Schließlich werden diese Zeilen jeden Tag vor Schulbeginn im Stehen - und mit der rechten Hand auf dem Herzen - von beinahe allen Grundschulkindern rezitiert, um die US-Fahne im Klassenzimmer zu ehren. Momentan ist diese Treueschwur Pflicht in 25 Bundesstaaten und in 6 weiteren "empfohlen". Doch auch in den anderen 19 Bundesstaaten dürften die meisten Grundschulen den Treueschwur aufsagen lassen. Als Kontrollmechanismus taugt er allemal.
Der Treueschwur geriet vor einer Woche auch hierzulande in die Schlagzeilen, als ein US-Berufungsgericht den Ausdruck "under God" aufgrund der Trennung von Kirche und Staat für verfassungswidrig befunden hatte. Ein nicht-religiöses Elternpaar hatte sich durchgesetzt. Das Gericht ist "nur" für die Region um San Francisco zuständig, aber George W. Bush ließ sofort aus der G8-Konferenz in Kanada verlauten, dass diese Entscheidung "lächerlich" sei. Auch Senatorin Hillary Clinton gab zu verstehen, dass sie daran Anstoß nehme.

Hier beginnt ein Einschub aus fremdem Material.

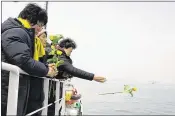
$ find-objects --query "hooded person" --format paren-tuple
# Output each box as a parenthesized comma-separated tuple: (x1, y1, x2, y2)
(1, 3, 57, 116)
(36, 29, 50, 63)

Das schien auch der allgemeinen Reaktion in der Presse zu entsprechen: "dämlich" fand sie die L.A. Times, eine "Parodie" die Washington Post, "unsinnig" die New York Times. Der Senat hat in der Zwischenzeit 99-0 dafür gestimmt, dass der Eid beibehalten werden soll. Das ganze Repräsentantenhaus hielt Händchen und sang "God Bless America". Ashcroft will in Berufung gehen. Diese Liste ließe sich fortführen.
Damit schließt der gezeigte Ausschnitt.